À travers une fenêtre

Agatha Christie (1890-1976)

Célèbre auteur de livres policiers, l’Anglaise se met ici dans la tête d’une compatriote gouvernante embarquée à bord du Taurus-Express, train qui prenait dans les années 1930 le relais de l’Orient-Express pour traverser le Moyen-Orient.

Au-dessus de leurs têtes, le store d’un des compartiments du wagon-lit se releva et une jeune femme mit son visage à la vitre.
Mary Debenham n’avait guère dormi depuis son départ de Bagdad, le jeudi précédent, pas plus dans le train de Kirkuk que dans l’hôtel de Mossoul ou la nuit dernière dans le wagon. Aussi, lasse de demeurer immobile et les yeux ouverts dans la chaleur étouffante de son compartiment, elle s’était levée et regardait par la portière.
Alep. Rien de sensationnel à voir : quai interminable, mal éclairé, d’où montaient des altercations bruyantes en arabe.  

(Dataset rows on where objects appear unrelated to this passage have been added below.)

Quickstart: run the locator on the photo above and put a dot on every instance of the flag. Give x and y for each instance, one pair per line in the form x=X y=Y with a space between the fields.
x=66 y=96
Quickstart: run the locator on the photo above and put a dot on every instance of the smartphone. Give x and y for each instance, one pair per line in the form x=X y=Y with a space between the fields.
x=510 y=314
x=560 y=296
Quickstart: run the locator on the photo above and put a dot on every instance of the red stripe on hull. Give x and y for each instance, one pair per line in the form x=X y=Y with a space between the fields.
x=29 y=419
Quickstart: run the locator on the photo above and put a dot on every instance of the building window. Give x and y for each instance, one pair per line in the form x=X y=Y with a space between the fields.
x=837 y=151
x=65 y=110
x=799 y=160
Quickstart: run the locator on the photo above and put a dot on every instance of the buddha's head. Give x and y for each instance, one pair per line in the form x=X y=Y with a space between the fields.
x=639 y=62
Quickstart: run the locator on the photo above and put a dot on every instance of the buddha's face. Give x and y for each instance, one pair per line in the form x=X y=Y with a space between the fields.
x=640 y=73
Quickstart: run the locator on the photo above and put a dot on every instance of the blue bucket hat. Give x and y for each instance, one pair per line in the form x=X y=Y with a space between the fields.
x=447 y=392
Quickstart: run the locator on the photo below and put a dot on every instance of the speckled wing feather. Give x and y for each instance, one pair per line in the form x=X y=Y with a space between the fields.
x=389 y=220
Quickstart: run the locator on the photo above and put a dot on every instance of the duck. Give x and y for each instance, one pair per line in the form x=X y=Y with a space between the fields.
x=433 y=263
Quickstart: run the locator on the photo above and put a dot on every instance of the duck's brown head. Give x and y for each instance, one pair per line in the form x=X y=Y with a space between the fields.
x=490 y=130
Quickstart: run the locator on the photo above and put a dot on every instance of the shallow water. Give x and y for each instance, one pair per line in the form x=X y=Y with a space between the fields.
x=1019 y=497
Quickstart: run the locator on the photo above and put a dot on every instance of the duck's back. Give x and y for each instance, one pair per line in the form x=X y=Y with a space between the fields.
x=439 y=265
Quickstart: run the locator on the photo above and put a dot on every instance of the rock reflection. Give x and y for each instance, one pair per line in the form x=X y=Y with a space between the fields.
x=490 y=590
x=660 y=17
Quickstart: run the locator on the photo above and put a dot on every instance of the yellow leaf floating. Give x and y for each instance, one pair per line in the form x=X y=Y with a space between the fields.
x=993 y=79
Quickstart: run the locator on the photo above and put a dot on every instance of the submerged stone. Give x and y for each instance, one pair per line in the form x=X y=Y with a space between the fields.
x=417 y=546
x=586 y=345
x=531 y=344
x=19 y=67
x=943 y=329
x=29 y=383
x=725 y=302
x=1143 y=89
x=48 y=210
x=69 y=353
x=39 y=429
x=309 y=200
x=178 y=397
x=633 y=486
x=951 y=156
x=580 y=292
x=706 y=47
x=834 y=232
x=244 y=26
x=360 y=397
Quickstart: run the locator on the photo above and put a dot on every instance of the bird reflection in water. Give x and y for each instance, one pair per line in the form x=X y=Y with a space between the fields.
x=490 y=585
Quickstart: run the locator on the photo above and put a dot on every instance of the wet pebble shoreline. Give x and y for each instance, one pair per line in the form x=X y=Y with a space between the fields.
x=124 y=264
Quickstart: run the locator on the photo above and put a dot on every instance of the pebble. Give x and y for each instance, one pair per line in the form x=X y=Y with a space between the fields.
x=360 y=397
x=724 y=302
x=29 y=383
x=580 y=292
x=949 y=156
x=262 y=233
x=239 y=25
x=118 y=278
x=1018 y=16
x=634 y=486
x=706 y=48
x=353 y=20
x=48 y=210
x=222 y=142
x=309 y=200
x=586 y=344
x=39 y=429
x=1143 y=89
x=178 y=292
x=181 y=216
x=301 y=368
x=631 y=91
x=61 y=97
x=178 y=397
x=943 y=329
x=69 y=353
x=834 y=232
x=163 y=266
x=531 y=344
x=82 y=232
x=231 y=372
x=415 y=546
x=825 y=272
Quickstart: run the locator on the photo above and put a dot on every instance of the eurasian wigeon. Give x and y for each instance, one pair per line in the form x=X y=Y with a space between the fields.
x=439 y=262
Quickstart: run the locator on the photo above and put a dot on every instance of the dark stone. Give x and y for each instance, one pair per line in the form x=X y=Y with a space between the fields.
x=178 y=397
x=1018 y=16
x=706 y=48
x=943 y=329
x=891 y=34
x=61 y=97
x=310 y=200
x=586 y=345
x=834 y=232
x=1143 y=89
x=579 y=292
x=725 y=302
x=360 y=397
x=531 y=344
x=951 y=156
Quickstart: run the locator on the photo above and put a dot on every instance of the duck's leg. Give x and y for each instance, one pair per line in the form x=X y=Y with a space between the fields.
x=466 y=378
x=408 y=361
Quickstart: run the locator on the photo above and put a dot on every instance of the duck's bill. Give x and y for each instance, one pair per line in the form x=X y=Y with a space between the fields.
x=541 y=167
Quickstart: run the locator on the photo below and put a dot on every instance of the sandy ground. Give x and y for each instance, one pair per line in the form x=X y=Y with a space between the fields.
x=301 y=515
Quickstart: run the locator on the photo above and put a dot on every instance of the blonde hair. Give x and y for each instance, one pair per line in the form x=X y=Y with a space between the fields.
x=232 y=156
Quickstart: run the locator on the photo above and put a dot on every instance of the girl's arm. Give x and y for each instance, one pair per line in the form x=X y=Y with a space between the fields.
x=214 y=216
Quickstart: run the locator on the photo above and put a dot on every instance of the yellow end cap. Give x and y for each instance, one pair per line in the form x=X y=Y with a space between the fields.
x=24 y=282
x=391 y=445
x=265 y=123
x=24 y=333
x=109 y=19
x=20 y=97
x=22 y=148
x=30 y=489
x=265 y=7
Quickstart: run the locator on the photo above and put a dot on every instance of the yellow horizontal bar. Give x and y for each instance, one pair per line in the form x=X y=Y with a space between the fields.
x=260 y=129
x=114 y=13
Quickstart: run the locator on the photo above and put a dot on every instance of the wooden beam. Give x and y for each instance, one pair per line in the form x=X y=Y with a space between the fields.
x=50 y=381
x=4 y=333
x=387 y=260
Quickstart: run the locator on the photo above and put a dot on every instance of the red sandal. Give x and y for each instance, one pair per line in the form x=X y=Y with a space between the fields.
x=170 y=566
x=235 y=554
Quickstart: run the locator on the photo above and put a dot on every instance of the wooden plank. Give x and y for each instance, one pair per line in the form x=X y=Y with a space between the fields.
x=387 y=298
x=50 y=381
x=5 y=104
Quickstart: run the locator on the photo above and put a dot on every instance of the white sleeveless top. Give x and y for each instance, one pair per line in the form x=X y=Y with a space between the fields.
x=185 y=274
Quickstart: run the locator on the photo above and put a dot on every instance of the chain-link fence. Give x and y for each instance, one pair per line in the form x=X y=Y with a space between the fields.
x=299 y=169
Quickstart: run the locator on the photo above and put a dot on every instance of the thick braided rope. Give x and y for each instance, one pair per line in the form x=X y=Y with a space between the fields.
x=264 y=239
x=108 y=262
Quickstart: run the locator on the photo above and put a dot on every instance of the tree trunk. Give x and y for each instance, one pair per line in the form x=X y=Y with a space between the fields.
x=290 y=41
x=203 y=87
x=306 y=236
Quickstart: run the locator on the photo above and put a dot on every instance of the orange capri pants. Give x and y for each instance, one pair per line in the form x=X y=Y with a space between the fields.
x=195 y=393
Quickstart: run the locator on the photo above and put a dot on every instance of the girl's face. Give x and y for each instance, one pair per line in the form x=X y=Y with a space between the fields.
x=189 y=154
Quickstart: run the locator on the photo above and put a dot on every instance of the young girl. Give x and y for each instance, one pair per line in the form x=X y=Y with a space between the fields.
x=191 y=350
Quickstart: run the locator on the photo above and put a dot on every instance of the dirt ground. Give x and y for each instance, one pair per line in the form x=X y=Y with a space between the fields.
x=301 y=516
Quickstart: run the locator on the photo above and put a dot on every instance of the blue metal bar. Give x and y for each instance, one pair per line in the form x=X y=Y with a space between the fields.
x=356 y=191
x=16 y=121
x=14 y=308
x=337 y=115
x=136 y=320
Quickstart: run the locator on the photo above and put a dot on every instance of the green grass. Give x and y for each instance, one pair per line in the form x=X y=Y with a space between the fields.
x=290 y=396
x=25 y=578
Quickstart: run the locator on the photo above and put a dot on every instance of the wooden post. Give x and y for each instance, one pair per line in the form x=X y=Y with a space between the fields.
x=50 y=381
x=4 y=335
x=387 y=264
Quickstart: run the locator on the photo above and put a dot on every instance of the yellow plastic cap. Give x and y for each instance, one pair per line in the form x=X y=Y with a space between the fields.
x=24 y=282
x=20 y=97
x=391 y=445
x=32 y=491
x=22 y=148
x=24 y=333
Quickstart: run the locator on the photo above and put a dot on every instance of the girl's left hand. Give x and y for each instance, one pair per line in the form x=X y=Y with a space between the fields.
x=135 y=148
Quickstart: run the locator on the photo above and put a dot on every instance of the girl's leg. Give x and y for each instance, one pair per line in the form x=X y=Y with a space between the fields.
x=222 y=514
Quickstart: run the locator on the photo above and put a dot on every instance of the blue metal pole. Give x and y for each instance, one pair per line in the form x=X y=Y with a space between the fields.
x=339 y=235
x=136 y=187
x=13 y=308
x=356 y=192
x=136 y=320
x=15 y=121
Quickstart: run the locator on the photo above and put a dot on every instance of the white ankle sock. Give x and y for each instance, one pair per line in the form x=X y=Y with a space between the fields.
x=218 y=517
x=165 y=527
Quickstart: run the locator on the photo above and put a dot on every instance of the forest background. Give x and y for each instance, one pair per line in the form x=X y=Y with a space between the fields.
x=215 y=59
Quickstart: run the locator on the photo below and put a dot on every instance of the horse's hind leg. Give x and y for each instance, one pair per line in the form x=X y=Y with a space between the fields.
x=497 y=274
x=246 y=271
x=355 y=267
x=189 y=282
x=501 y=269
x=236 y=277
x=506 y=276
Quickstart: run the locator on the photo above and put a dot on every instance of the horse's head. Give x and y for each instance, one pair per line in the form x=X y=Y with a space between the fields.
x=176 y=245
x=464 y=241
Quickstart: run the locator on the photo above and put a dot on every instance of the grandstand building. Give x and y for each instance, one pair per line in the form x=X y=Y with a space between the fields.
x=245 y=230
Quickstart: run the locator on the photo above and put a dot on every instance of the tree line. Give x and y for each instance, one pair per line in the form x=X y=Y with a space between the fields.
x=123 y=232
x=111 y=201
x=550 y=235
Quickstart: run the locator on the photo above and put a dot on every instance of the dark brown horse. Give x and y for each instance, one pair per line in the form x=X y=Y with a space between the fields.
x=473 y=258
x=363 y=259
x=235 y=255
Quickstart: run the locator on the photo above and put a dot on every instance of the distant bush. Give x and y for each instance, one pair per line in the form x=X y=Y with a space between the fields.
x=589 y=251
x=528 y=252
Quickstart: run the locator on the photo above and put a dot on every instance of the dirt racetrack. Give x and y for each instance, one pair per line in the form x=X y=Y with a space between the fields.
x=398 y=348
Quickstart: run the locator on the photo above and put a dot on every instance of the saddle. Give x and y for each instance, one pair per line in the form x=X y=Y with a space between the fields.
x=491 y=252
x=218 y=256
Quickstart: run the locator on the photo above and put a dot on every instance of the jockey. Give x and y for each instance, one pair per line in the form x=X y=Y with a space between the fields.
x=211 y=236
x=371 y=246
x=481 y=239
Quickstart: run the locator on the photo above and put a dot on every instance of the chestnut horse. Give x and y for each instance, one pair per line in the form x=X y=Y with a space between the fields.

Le Crime de l’Orient-Express (1933), traduit de l’anglais par Jean-Marc Mendel © Le Livre de poche, 2014

 

Les filles de la ville

Khaled Khalifa (né en 1964)

Que peut révéler un simple trajet vers l’école ? Bien des choses, nous dit l’écrivain et scénariste alépin, surtout lorsqu’on est une jeune fille élevée dans la tradition musulmane, dans la Syrie des années 1980 déchirée entre les tentations despotique et islamiste.

Le trajet était long vers l’école, de Jalloum au souk du cuivre. J’y allais à pied et, chaque matin, il me devenait plus familier. Je prenais mon courage à deux mains et ralentissais le pas pour regarder les boutiquiers qui baissaient poliment les yeux à mon passage. Que signifiais-je pour ces hommes qui bâillaient dans leurs échoppes, noyés dans l’odeur du fromage ? Un sac noir portant un cartable, qui passait depuis trois ans, tous les jours à la même heure, sans caractère, sans parfum, sans même un soupir. Mon sentiment d’exil s’adoucit lorsque je me rapprochai des filles qui me ressemblaient. Cependant certaines enlevaient leurs foulards et leurs lourds manteaux dès leur arrivée à l’école pour rejoindre le groupe des élèves qui affichaient leur hostilité envers notre bande. Elles nous appelaient « la bande des pingouins » et quelquefois « la bande à Zouzou », pour se moquer de notre réticence à aller voir le film Fais attention à Zouzou dans lequel Sou’âd Hosni effectue sa célèbre danse. Les filles de la ville imitaient sa façon de poser un doigt sur sa joue, rêvaient de gloire, d’amoureux célèbres avec qui soupirer sur des ponts imaginaires, dans des villes lointaines.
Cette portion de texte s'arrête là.